From my own personal experiences, I believe there are a few things you should keep in mind when thinking about starting a business while paying off student loans. For one, I would caution against opening a business if you still have student loans with an interest rate around 5 percent or higher. Student debt with such a high interest rate can impede your financial future, and all available money should likely be devoted to paying off high-interest debt. Depending on the industry, businesses can have a high failure rate, so the safer bet is to pay off high-interest debt rather than risk available money on opening a new business.

In addition, if you are thinking about starting a business while paying off student loans, you should consider not asking for a forbearance on your student loans unless you absolutely need one, especially if you are doing income-driven repayment. A forbearance can delay your eventual debt-forgiveness if you are repaying student loans with income-driven repayment, and interest will continue to accrue on student loans in forbearance under all repayment plans. In addition, if you need to put your student loans into forbearance, you might not have enough capital necessary to open a business.

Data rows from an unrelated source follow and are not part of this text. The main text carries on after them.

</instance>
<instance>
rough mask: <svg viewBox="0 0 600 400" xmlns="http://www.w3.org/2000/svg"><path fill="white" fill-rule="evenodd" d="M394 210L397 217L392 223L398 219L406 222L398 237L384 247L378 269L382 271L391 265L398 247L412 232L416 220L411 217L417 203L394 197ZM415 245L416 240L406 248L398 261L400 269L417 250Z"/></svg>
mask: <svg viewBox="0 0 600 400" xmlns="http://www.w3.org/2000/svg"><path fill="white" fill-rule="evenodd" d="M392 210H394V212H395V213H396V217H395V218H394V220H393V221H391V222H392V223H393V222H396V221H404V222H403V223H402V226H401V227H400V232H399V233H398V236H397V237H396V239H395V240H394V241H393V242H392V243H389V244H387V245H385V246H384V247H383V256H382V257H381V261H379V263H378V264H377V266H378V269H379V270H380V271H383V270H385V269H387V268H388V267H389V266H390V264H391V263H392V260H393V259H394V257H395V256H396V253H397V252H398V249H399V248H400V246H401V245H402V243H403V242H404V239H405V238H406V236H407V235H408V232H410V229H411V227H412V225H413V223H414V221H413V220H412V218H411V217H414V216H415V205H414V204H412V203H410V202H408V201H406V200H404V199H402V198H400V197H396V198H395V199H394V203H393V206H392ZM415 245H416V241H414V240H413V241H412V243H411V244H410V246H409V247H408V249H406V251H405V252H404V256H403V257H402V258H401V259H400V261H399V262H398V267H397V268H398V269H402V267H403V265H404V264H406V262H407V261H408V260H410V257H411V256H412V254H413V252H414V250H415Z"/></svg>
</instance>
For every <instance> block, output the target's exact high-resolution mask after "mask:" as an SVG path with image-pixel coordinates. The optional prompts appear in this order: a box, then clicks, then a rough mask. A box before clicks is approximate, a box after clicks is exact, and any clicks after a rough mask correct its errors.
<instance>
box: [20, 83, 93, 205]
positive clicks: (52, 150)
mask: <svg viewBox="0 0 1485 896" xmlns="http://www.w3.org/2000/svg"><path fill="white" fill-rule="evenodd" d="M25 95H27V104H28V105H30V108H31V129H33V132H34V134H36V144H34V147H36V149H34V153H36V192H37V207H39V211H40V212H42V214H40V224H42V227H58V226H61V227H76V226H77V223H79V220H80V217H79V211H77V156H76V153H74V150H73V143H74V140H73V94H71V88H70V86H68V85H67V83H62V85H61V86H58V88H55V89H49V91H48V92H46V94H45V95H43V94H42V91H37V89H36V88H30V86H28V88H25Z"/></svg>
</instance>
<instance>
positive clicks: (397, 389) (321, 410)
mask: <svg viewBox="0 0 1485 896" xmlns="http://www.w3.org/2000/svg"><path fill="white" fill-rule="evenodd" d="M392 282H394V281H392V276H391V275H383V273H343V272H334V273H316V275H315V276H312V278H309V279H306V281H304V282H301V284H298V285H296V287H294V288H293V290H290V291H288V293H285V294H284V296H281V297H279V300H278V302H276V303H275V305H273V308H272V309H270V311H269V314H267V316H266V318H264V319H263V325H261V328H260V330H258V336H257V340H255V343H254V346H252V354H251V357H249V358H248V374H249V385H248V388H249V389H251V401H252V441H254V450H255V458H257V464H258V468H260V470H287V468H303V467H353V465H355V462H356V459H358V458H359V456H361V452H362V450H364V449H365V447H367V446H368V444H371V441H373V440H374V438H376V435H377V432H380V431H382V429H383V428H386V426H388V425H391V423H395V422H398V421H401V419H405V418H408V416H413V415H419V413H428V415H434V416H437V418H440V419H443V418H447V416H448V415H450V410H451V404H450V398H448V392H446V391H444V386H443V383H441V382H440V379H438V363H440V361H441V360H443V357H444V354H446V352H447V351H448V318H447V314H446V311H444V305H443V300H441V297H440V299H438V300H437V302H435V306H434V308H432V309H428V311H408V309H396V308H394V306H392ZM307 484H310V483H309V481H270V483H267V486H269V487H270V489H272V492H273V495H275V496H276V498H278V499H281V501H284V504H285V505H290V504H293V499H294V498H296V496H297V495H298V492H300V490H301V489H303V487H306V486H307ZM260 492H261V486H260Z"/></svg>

Also, it goes without saying that you should have more emergency savings than usual if you are planning on starting a business while paying off student loans. I recommend that you have enough money saved to pay your living costs for a year if you are planning on starting a business. Of course, this sum should probably also include sufficient funds to pay your student loans for a year. While it might be difficult to save up this money, it is important that you have funds upon which you can rely if your business does not succeed. In addition, saving all of this money is a good test for determining if you are committed to starting a business while paying off student loans.

In the end, student debt can keep many people from achieving their life goals, and starting a business while paying off student loans is an extremely difficult task. It is hard to save up the money necessary to start a business while paying off student loans, and student loan payments can consume money you might use to pay for living expenses while starting a business. However, with some careful planning, it is possible to start a business while paying off student loans.